To confirm DIO’s role in mitigating STZ-induced chronic inflammation, we assessed intestinal inflammation and barrier function in DN rats. H&E staining was employed to assess intestinal tissue pathology. Within the colons of STZ-diabetic rat, there was a noted presence of irregular villi and increased goblet cell counts, effects that were mitigated by DIO administration (refer to Figure 5). Furthermore, the impairment of intestinal barrier function in diabetic nephropathy (DN) rodents was validated via staining for occluding junctional proteins claudin-1 and ZO-1. A decrease in the levels of these occluding junctional proteins, claudin-1 and ZO-1, was observed in DN rodents when contrasted with healthy controls. Notably, DIO treatment significantly restored the expression of these proteins in the DN rats (Figure 5). These findings suggest that DIO may protect against gut barrier dysfunction, mucosal inflammation, and endotoxemia.

Figure 5

Figure 5. DIO suppressed colon inflammation and improved gut barrier. Representative photomicrographs of HE-stained small intestine sections and photomicrographs of immunofluorescence for Claudlin-1 and ZO-1 at ×200 magnification.

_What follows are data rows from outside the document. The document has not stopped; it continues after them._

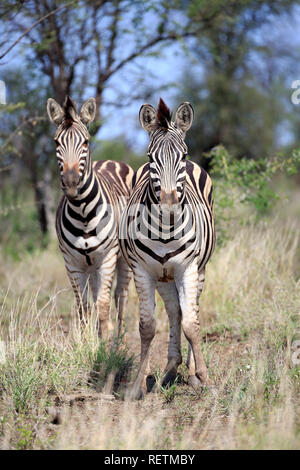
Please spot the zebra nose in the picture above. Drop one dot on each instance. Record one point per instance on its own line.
(168, 198)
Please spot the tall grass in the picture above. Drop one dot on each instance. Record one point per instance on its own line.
(57, 382)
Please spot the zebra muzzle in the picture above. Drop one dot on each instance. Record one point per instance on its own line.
(169, 200)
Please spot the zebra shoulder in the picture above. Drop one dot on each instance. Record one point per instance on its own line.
(200, 180)
(140, 175)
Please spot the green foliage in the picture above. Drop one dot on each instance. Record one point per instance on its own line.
(113, 361)
(239, 181)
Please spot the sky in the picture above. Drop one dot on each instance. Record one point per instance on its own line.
(119, 121)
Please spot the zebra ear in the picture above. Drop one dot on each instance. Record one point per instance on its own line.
(184, 116)
(88, 111)
(55, 112)
(147, 117)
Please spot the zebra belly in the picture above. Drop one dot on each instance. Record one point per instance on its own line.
(165, 263)
(87, 256)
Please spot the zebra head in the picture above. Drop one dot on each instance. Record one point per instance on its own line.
(167, 151)
(72, 142)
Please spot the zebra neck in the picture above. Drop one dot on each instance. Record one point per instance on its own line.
(89, 197)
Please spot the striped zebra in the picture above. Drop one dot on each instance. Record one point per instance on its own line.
(167, 236)
(88, 215)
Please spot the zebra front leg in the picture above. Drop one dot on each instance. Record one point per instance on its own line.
(169, 294)
(101, 282)
(145, 286)
(79, 283)
(187, 285)
(121, 291)
(190, 361)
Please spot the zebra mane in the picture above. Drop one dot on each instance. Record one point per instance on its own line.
(163, 115)
(69, 108)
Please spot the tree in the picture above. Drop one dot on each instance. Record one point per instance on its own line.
(237, 98)
(78, 47)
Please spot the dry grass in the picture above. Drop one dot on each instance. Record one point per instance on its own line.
(53, 373)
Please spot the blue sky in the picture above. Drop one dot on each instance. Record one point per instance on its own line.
(165, 69)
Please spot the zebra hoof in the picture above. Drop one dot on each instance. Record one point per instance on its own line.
(169, 378)
(135, 393)
(194, 382)
(198, 385)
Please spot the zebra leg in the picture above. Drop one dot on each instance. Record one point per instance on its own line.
(169, 294)
(145, 286)
(101, 282)
(121, 291)
(190, 361)
(188, 296)
(79, 283)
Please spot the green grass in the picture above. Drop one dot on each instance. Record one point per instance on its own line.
(249, 315)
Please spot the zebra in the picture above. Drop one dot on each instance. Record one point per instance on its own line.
(88, 213)
(167, 236)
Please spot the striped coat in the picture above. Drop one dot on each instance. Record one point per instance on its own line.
(167, 236)
(88, 215)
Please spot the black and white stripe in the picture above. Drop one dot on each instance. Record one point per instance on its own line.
(167, 236)
(88, 215)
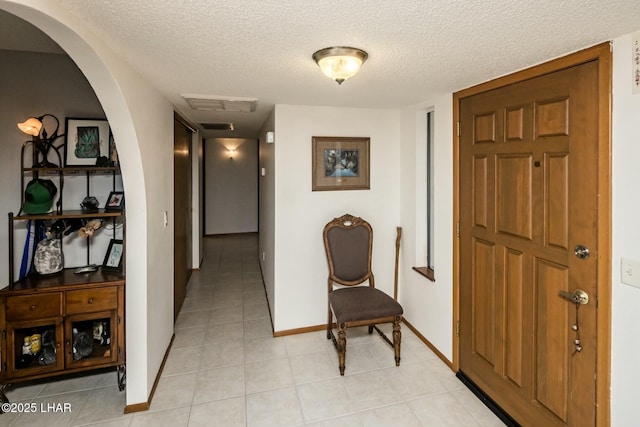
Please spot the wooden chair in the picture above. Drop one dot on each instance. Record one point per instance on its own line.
(348, 242)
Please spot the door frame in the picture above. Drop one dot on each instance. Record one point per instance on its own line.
(601, 53)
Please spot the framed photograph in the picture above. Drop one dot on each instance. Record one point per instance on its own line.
(113, 257)
(339, 163)
(115, 201)
(85, 141)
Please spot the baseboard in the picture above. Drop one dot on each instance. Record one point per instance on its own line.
(488, 402)
(300, 330)
(428, 344)
(144, 406)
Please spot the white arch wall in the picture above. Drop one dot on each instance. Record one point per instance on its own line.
(142, 123)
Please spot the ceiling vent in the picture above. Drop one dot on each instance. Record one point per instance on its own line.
(217, 126)
(221, 103)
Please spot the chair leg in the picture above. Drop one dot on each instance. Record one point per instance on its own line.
(342, 346)
(397, 338)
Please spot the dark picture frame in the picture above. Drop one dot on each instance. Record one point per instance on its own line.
(339, 163)
(113, 257)
(115, 201)
(85, 141)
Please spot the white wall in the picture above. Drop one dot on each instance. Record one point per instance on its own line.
(428, 305)
(300, 215)
(142, 123)
(266, 208)
(231, 186)
(625, 328)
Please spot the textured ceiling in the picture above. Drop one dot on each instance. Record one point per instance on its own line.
(262, 48)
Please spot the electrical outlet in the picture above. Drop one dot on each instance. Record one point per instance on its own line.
(630, 272)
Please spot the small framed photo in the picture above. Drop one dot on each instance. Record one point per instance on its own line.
(85, 141)
(115, 201)
(113, 257)
(340, 163)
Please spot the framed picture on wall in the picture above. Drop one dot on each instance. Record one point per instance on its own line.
(85, 141)
(113, 257)
(339, 163)
(115, 201)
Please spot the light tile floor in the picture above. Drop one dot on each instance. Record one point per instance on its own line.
(226, 369)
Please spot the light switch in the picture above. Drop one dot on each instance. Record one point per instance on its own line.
(630, 272)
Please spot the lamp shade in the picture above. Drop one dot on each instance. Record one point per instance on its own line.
(341, 62)
(31, 126)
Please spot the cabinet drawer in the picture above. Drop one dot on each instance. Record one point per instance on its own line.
(30, 307)
(88, 300)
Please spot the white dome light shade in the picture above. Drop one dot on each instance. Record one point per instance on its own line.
(340, 63)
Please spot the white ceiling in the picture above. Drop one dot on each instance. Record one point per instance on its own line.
(417, 48)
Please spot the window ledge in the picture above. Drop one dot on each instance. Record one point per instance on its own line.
(426, 272)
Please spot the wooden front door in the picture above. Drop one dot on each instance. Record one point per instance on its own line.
(528, 202)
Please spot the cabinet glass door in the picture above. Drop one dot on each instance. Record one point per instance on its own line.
(34, 347)
(90, 339)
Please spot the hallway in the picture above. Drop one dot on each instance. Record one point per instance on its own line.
(225, 369)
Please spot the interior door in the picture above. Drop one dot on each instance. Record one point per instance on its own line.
(182, 212)
(528, 215)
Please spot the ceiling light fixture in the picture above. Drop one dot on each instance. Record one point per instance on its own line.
(340, 62)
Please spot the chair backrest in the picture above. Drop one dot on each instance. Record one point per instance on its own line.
(348, 243)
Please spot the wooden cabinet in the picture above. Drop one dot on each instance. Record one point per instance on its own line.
(59, 324)
(68, 321)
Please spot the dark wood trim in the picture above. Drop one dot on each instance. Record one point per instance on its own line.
(300, 330)
(428, 344)
(426, 272)
(143, 406)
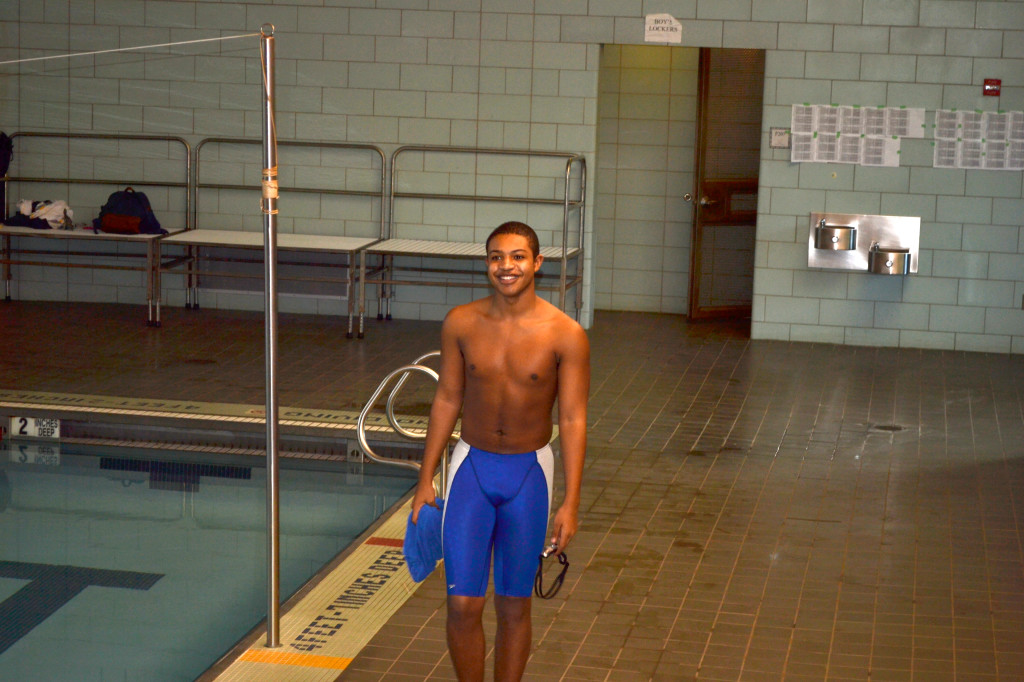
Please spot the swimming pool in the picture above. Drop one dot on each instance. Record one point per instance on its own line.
(133, 564)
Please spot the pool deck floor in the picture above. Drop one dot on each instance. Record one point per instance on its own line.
(752, 510)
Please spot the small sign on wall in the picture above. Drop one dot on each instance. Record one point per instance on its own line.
(778, 138)
(662, 29)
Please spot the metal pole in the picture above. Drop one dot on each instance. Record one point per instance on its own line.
(269, 208)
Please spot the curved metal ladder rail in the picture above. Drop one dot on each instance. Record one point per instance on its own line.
(402, 373)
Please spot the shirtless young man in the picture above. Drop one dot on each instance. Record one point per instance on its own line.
(505, 360)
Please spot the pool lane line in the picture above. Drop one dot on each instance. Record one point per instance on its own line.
(196, 410)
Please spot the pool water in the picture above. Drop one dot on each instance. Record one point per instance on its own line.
(132, 564)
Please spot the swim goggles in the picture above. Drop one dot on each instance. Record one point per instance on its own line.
(559, 579)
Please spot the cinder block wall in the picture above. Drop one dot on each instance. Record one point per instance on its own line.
(524, 73)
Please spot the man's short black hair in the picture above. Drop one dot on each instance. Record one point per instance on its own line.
(520, 228)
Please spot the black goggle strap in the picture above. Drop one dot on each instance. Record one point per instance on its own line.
(556, 584)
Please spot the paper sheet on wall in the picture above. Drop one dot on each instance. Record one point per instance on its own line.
(986, 140)
(862, 135)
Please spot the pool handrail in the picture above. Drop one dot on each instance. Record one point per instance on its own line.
(403, 373)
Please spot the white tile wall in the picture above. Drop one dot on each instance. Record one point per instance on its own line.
(524, 73)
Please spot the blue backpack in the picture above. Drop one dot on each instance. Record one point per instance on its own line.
(127, 212)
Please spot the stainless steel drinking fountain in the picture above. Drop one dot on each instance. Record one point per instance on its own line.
(877, 244)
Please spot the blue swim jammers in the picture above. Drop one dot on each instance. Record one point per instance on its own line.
(496, 504)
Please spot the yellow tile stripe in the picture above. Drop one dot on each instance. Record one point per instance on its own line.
(290, 658)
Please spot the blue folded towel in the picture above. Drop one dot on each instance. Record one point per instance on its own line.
(422, 546)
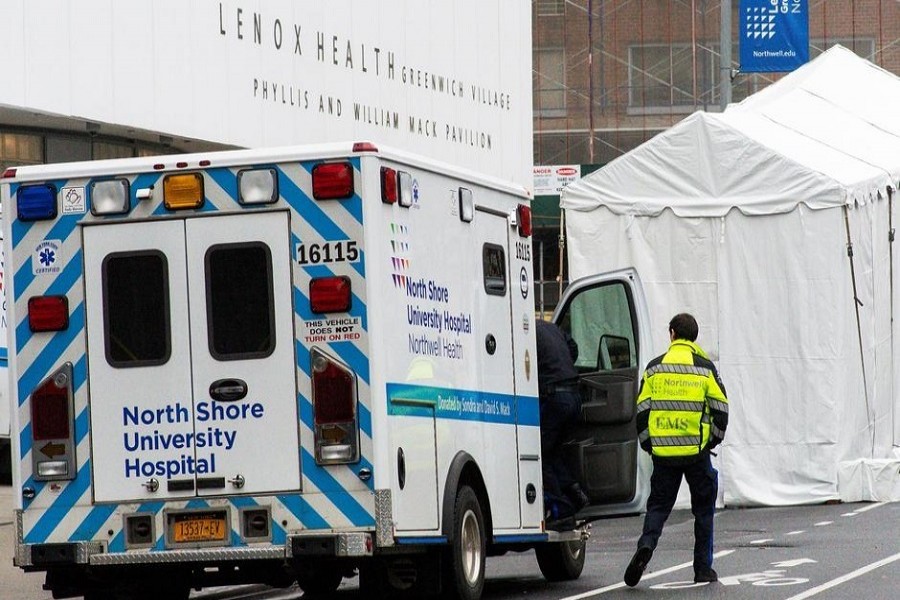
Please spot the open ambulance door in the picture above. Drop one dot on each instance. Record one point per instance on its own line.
(607, 316)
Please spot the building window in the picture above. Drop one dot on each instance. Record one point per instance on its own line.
(20, 149)
(662, 76)
(104, 150)
(550, 8)
(550, 82)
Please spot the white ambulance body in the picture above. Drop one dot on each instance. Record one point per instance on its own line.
(5, 454)
(269, 366)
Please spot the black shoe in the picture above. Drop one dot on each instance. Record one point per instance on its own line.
(577, 496)
(637, 565)
(561, 524)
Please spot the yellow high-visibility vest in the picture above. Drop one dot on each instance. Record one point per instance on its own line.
(678, 390)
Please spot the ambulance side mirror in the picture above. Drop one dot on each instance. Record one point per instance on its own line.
(614, 353)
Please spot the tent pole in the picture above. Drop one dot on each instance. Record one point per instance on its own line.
(891, 311)
(562, 249)
(857, 303)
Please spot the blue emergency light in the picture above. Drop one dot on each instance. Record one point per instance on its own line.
(36, 202)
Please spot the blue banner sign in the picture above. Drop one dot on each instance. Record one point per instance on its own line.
(774, 35)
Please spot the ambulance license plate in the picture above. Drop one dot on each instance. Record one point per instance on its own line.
(198, 527)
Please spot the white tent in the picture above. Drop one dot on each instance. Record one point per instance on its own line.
(745, 220)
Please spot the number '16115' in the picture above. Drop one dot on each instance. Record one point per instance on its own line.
(327, 252)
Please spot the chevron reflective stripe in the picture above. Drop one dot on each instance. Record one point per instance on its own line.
(677, 405)
(678, 369)
(689, 440)
(717, 405)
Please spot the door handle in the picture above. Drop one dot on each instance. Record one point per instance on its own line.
(228, 390)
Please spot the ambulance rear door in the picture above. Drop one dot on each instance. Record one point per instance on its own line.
(190, 357)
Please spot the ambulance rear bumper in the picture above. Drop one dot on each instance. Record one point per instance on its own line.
(43, 556)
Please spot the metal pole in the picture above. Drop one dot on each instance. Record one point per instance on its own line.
(591, 81)
(725, 54)
(541, 276)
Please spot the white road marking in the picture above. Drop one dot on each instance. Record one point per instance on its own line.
(845, 578)
(646, 576)
(870, 507)
(793, 563)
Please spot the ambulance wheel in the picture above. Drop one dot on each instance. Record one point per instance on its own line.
(464, 567)
(561, 561)
(319, 579)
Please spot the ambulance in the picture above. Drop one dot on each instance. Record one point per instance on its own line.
(294, 366)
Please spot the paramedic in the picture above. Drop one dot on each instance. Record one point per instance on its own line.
(682, 413)
(560, 407)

3.7 DIO treatment altered the gut microbiota in DN rat

Diversity metrics, encompassing rarefaction and rank-abundance graphs, gauged the sufficiency of sequence depth to represent the variety within microbial communities. A coverage rate surpassing 99% across all interventions confirmed the sufficiency of sequence data for comprehensive analysis. DIO rats exhibited significantly higher ACE index and improved Chao index versus DN rats (Figures 6A,B), indicating enhanced rectal bacterial richness and diversity. Most samples reached a plateau, consistent with the rank abundance curve (Figures 6C,D) Following DIO administration, the Chao1 and ACE indices rose compared to the control group. The beta diversity assessment, conducted through Principal Coordinate Analysis (PCoA), highlighted differences between the diabetic nephropathy cohort and the other groups. The introduction of DIO restructured the microbial community composition in rats to resemble that of healthy rats (Figures 6E–G).

Figure 6

Figure 6. DIO altered gut microbiota in DN rats. (A) ACE index. (B) Chao1 index. (C) Shannon index curve. (D) Rank abundance curve. (E–G) Weighted UniFrac PCoA (Principal coordinates analysis). (H) Relative abundance at phylum level. (I) Relative abundance at genus level. (J) Relative abundance of the significantly-altered bacteria at the genus level. Data are represented as means ± SD (n = 5). ^*P < 0.05, ^**P < 0.01 and ^***P < 0.001 indicated significant difference between compared groups.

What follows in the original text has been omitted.